The Block Museum of Art at Northwestern University has received a significant donation from the Roy Lichtenstein Foundation: 201 black-and-white photographs by Shunk-Kender and photographer Harry Shunk. This is the largest single gift of vintage photographic prints in the museum’s history, enhancing its collection in performance art, conceptual experimentation, and twentieth-century documentation.
“These photographs offer extraordinary opportunities for teaching at Northwestern,” said Lisa Corrin, The Block’s Ellen Philips Katz Executive Director. “They illuminate how artists in Europe and the US were experimenting with performance, movement, and new artistic forms—exactly the kinds of questions our students explore in art history, performance studies, studio art, dance, history, and beyond. We are deeply grateful to the Roy Lichtenstein Foundation for entrusting The Block with this remarkable material. Their generosity ensures that generations of students will learn from these works, engage with them, and build new scholarship from their study.”
The Roy Lichtenstein Foundation initially proposed donating up to 100 photographs from the Shunk-Kender archive in late 2024. However, after Academic Curator Corinne Granof visited the Foundation in New York earlier this year and consulted with faculty across several departments at Northwestern University, the scope of the gift expanded to 201 photographs.
Shunk-Kender was a partnership between Harry Shunk (German) and János Kender (Hungarian), who met in Paris in the late 1950s. Together they documented avant-garde artistic scenes in Paris and New York from the late 1950s through the 1970s. Their work includes portraits of artists such as Jean Tinguely and Niki de Saint Phalle; documentation of performances by figures like Yves Klein; and images capturing ephemeral artworks that would otherwise be lost to time.

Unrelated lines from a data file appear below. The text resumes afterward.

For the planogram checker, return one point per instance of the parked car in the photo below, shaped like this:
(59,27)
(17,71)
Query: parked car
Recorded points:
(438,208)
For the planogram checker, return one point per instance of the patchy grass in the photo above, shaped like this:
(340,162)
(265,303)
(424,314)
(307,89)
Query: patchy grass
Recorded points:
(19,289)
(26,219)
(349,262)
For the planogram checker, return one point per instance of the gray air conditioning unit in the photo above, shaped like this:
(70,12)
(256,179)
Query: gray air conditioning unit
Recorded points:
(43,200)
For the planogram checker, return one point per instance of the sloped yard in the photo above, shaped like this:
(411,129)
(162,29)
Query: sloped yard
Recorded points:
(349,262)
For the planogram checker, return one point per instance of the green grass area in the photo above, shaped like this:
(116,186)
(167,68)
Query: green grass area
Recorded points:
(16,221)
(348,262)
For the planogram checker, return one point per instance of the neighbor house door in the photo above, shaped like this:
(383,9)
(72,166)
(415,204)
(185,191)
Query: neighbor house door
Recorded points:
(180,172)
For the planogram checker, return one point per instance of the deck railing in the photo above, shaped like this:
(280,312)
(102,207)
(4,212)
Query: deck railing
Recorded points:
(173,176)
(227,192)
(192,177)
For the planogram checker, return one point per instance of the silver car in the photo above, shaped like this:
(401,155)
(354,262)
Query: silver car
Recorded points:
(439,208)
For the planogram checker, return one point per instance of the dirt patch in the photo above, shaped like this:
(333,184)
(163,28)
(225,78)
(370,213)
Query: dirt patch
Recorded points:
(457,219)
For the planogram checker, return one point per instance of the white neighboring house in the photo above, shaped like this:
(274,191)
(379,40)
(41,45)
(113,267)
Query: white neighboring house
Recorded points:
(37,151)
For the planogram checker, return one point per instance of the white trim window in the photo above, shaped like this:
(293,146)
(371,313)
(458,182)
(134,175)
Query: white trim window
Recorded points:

Granof explained that The Block was given access to digital files organized by artist or project and selected works that would strengthen existing collections or support university teaching. The selection process focused on documenting ephemeral works relevant to Northwestern’s curriculum—including those by Charlotte Moorman, Dick Higgins, John Cage—and adding representation for artists not yet present in university collections such as Yayoi Kusama and John Baldessari.
Among notable pieces included are multiple views of Yves Klein’s “Anthropométrie de l’époque bleue” (1960), Yayoi Kusama’s “Anatomic Explosion” (1968), studio portraits of Andy Warhol, dance photographs featuring Merce Cunningham, early images of Japan’s Gutai Group, portraits of Leon Golub, materials related to Universal Limited Art Editions (ULAE), as well as extensive documentation from Pier 18—a collaborative waterfront project involving experimental performances photographed exclusively by Shunk-Kender.
“These are wild, totally 1970s performances—high-risk, physical, experimental,” Granof said about Pier 18. “The performances took place without audiences…they are known only through the Shunk-Kender documentation. The photographs were absolutely integral to the project.”
This acquisition connects directly with previous collaborations between The Block Museum and Northwestern University Libraries—such as exhibitions on Charlotte Moorman—and expands resources for research into avant-garde art movements documented within both institutions’ archives.
“These new photographs deepen these strengths and expand teaching opportunities across campus,” Granof said. “Students can see how performance photography and conceptual art were unfolding together across Paris and New York…how new forms of artmaking reflected changing times.”
The donated works will be accessible for research through dedicated study centers at The Block Museum. Future exhibitions or public programs may further showcase selections from this collection.
“We are grateful to the Roy Lichtenstein Foundation for expanding the resources available to our students and faculty,” Corrin said. “These photographs now enter a lively campus ecosystem where they will continue to be looked at questioned and reinterpreted by new generations of thinkers.”